Israel has long opposed the 2015 nuclear deal between global powers and Iran, which granted Iran relief from economic sanctions in exchange for curbs on its nuclear program.

Instead, it has called for an accord with even tighter safeguards on Iran's nuclear program and addresses other Iranian military behavior, such as its missile program and support for anti-Israel militant groups like Lebanon's Hezbollah. Israel also supports a "credible" military threat against Iran as leverage.

Israel believes Iran is trying to develop a nuclear weapon — a charge Iran denies.

One of the strikes cited by the Washington Post, on June 8, was reported by Syrian state media as an Israeli aerial attack near the Syrian capital Damascus and in the central province of Homs, that prompted a response from Syrian national air defenses. There was no mention in official media of what was targeted in the strikes, although loud explosions were heard in Damascus.

The Syrian Observatory for Human Rights, a British-based group that closely monitors the war in Syria, reported Israeli planes struck military targets in the countryside of Homs and Damascus. It said the targeted sites included a scientific research center in the vicinity of the village of Khirbet al-Tineh, northwest of Homs, in addition to an ammunition depot likely to belong to Hezbollah, south of Homs. The strikes killed 11 soldiers, including a colonel, it said.

Unconfirmed reports published by pro-Assad media at the time identified the colonel as a leading chemist at the Scientific Studies and Research Center, Gen. Ayham Sueleiman Ismail.

The center is a government agency described by the Syrians as a facility for the advancement of scientific research in the country but has been long described by Syria watchers as an outfit for the development of chemical, biological and other weapons.

Israel is believed to have struck facilities associated with the SSRC on numerous occasions in the past.

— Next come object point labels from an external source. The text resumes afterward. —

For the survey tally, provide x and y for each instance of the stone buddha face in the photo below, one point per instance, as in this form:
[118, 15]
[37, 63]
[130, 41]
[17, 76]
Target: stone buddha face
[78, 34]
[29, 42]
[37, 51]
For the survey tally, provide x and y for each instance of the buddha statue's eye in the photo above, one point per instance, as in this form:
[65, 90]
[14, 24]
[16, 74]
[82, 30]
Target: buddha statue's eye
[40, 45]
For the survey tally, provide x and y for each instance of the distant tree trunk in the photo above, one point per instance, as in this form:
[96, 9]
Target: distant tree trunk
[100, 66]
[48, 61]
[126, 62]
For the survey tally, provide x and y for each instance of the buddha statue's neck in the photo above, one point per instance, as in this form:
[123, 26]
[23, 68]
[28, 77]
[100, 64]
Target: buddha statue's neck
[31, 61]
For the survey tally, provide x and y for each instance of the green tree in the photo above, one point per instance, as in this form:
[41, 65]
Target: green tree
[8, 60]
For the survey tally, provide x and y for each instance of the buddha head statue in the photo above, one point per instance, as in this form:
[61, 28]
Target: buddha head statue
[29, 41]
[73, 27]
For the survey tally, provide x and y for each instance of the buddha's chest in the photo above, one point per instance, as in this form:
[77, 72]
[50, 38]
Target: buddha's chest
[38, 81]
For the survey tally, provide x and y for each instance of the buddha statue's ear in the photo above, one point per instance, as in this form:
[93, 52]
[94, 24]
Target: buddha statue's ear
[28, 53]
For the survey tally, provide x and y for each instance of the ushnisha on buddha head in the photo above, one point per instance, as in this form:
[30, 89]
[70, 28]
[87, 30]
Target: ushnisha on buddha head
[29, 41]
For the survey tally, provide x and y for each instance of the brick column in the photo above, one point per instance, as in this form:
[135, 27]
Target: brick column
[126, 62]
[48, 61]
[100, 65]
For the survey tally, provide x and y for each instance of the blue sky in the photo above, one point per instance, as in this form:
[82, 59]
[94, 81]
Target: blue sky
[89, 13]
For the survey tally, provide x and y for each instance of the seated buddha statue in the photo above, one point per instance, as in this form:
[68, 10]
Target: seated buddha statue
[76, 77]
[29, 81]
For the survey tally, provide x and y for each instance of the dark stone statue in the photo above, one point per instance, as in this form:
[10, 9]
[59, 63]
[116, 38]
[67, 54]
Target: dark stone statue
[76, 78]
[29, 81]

Syria joined the Chemical Weapons Convention in September 2013, pressed by Russia after a deadly chemical weapons attack that the West blamed on Damascus. By August 2014, the Assad government declared that the destruction of its chemical weapons was completed, but its initial declaration of chemical stockpiles and production sites to the OPCW has remained in dispute. OPCW investigators have blamed three chemical attacks in 2017 on President Bashar Assad's government.

Earlier this year, the U.N.'s disarmament chief, Izumi Nakamitsu, told the Security Council that Damascus' declaration of its chemical stockpiles and chemical weapons production sites nearly eight years ago remains incomplete.